Только тогда, когда негостеприимная степь уже приняла нас в свои
суровые объятия, то есть по прибытии на место, я мог хотя отчасти
уразуметь, что хотел выразить мой высокопоставленный амфитрион, говоря о
своих прерогативах.
Покуда мы еще не въехали в пределы того края, в котором помпадурствовал
князь де ля Клюква, поведение его было довольно умеренно. Он бил ямщиков с
снисходительностью, о которой я могу отозваться лишь с величайшею похвалою
(я не говорю уже о поведении его за границей, где он был весь - утонченная
вежливость).
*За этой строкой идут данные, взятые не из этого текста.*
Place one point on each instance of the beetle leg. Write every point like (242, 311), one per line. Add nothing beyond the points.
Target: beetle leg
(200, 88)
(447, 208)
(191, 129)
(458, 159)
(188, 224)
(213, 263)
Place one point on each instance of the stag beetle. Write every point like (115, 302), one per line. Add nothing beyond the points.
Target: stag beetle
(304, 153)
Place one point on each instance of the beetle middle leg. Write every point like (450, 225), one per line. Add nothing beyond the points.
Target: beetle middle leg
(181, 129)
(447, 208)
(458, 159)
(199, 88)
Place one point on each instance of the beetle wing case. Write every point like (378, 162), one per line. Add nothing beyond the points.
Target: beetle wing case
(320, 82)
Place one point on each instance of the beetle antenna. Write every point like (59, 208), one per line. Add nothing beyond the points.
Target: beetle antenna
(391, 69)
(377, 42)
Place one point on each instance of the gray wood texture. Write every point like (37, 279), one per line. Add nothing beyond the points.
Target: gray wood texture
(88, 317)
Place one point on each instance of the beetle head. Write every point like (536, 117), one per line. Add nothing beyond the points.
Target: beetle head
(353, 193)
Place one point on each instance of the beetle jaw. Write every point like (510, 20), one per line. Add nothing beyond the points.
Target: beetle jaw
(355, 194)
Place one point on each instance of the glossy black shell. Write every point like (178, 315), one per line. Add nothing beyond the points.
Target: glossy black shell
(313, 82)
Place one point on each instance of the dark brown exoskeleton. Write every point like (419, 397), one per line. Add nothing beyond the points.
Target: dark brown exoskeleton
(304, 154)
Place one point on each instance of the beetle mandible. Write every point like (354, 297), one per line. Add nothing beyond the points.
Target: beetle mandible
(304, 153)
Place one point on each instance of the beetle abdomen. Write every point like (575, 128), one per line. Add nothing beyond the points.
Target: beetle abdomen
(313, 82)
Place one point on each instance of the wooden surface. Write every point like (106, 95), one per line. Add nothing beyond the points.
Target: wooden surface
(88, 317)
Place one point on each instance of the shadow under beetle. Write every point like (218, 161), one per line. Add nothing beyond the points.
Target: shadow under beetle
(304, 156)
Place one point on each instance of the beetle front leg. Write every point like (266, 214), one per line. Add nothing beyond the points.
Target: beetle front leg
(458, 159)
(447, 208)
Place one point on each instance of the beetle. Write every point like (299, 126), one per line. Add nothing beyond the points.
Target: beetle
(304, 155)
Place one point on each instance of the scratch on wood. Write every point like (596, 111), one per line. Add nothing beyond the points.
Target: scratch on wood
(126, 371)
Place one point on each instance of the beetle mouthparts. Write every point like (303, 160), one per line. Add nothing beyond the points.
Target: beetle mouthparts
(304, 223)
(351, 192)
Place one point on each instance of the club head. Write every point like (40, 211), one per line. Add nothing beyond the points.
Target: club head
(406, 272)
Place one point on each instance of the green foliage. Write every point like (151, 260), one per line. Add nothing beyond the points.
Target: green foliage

Но едва он завидел пограничный столб, указывавший начало его
владений, как тотчас же вынул из ножен свою саблю, перекрестился и,
обращаясь к ямщику, испустил крик, имевший зловещее значение. Мы понеслись
стрелою, и как сумасшедшие скакали все пятнадцать верст, остававшиеся до
станции. Но ему казалось, что его все еще недостаточно скоро везут, потому
что он через каждые пять минут поощрял ямщика полновесными ударами сабли.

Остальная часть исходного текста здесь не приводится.